Estás muerto, Camahueto. Lo repito una vez más. Te han disparado mientras yo entraba a tu cuerpo y
buscaba tu corazón. Antes de morir me dijiste que la vaca marina era Mika, la mujer que amo. Estás
equivocado. Ella no tiene que ver con los unicornios. Su naturaleza es la de un círculo en el Mundo sin
Nombre.
-Dices eso porque la Cripsis te ha poseído -replicó el Camahueto -La forma humana es un veneno que
lentamente conquista las venas del unicornio. Amas a la Vaca Chilota porque ella se presenta con cuerpo
de mujer; porque alguna vez también sufrió la Cripsis. En cualquier forma en que se muestre, siempre te
despreciará. Cuando quiera copular, lo hará conmigo. Sólo a mí me entregará sus ancas. Tendremos un hijo
que se enterrará en una madriguera y sobrevivirá a las guerras de los hombres. Cuando ellos se maten
entre sí y dejen el planeta solitario, el nuevo Camahueto emergerá y poblará el mundo con una nueva
raza.
Al hablar, el toro hozaba el suelo. Luego, adelantaba la cabeza en dirección al unicornio. En su
lenguaje, aquello era una invitación a pelear.
No lucharé contigo, Camahueto. Como acabas de decir, tenemos un origen común. . Quizá las estrellas
hayan sido nuestro antiguo hogar
Furioso, el Camahueto volvió a patear la nieve y a arrojar trozos pulverizados. El cuerno dorado
brillaba con las últimas luces del día; luego, bajo la luna de invierno, emitiría destellos lentos que
se desprenderían como nubes incandescentes.
-Estás muerto Camahueto -repitió el escritor- Te pregunto: ¿Por qué me sigues? Si la realidad es como
dices, te basta ir con la vaca chilota. Yo no me opongo. Mi relación con ella se basa en que nunca nos
encontremos.
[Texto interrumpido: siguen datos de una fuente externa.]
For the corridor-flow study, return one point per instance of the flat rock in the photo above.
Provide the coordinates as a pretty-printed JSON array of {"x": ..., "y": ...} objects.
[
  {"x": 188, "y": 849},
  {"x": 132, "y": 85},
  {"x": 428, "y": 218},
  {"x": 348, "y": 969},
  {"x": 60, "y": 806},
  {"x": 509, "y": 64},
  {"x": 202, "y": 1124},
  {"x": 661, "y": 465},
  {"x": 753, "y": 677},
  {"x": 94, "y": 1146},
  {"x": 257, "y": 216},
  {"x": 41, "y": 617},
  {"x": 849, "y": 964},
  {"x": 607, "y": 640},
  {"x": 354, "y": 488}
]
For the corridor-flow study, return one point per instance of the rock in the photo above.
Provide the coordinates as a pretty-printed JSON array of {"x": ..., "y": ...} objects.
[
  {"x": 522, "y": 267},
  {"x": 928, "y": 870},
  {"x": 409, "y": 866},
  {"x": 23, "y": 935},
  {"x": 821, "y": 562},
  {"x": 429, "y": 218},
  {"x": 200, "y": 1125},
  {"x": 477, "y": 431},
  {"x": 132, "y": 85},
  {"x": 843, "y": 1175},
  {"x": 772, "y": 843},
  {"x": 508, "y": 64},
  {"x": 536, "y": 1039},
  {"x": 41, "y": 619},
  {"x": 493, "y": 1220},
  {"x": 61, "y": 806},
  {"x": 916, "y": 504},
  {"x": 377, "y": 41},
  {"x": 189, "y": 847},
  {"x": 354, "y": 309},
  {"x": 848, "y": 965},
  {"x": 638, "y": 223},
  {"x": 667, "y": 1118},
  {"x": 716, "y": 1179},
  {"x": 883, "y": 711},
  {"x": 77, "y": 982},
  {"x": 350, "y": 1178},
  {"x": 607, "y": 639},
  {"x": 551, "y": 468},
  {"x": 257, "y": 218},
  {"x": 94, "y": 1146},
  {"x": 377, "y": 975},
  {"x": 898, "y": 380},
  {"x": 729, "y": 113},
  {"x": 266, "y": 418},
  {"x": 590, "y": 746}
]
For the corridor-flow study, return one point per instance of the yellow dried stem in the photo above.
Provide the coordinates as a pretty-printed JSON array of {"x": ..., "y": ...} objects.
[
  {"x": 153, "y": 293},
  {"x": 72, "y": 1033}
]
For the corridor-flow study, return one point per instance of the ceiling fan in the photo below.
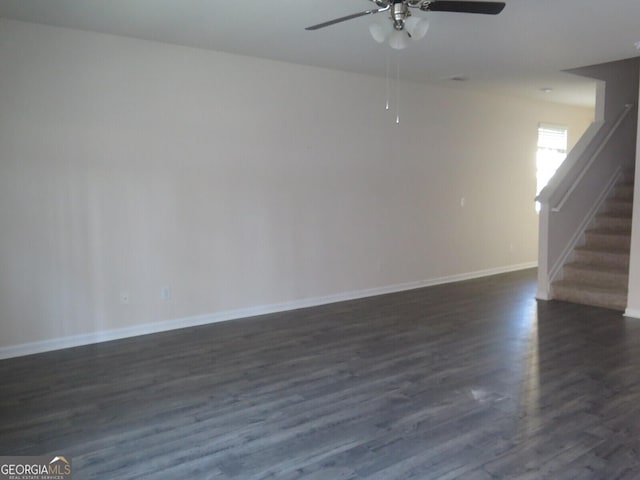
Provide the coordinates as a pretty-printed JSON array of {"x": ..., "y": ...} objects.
[{"x": 400, "y": 10}]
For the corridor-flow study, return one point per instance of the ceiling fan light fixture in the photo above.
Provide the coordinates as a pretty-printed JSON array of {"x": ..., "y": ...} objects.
[
  {"x": 379, "y": 32},
  {"x": 398, "y": 40},
  {"x": 416, "y": 27}
]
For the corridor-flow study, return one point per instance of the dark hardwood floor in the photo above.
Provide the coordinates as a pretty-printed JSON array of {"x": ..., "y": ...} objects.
[{"x": 472, "y": 380}]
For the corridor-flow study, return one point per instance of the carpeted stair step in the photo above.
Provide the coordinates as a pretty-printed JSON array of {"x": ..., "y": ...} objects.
[
  {"x": 605, "y": 257},
  {"x": 584, "y": 273},
  {"x": 628, "y": 176},
  {"x": 624, "y": 191},
  {"x": 617, "y": 205},
  {"x": 613, "y": 220},
  {"x": 617, "y": 238},
  {"x": 589, "y": 294}
]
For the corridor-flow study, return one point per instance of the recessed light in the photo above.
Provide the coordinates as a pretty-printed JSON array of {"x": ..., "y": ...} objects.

Puede copular contigo. En cierto modo, la amo porque nunca lo hará conmigo.
-No sabes lo que dices -el Camahueto dejó de excavar la nieve, renunciando a retar al unicornio- No
sabes lo que dices. Eres tú el que viene con nosotros. La agonía crece en tu cuello. Dices que Irma y yo
estamos muertos, como si tú fueras un inmortal. Es poco lo que falta para que los tres recorramos estos
caminos. Tres muertos. Cuando pases la barrera que separa la otra orilla, no podrás llevar tu cuerno
como hacemos los Camahuetos. Eso nos permite vivir aún en la muerte. Nos da una conexión con la vida en
cualquiera de los mundos que nos toque recorrer. Tú te extinguirás, como si nunca hubieras existido.
Pulverizarán tus huesos y los venderán a los militares prometiéndoles la inmortalidad; les asegurarán
que con ellos podrán tener en sus vidas todas las vacas que quieran.
El unicornio no contestó. Irma La Morte seguía concentrada en su mudez de nieve. Quizá el Camahueto
tuviera de razón. La Durapia volvía a mostrar la imagen del escritor, yaciendo en una cama, rodeado de
hombres rojos que cantaban abrazados. La letra de la canción anunciaba su próxima muerte. El Camahueto
se alejó sacudiendo la grupa con un gesto de indiferencia. La escultura que representaba a Irma La Morte
se hizo trasparente y la nieve cayó sobre ella hasta ocultarla por completo.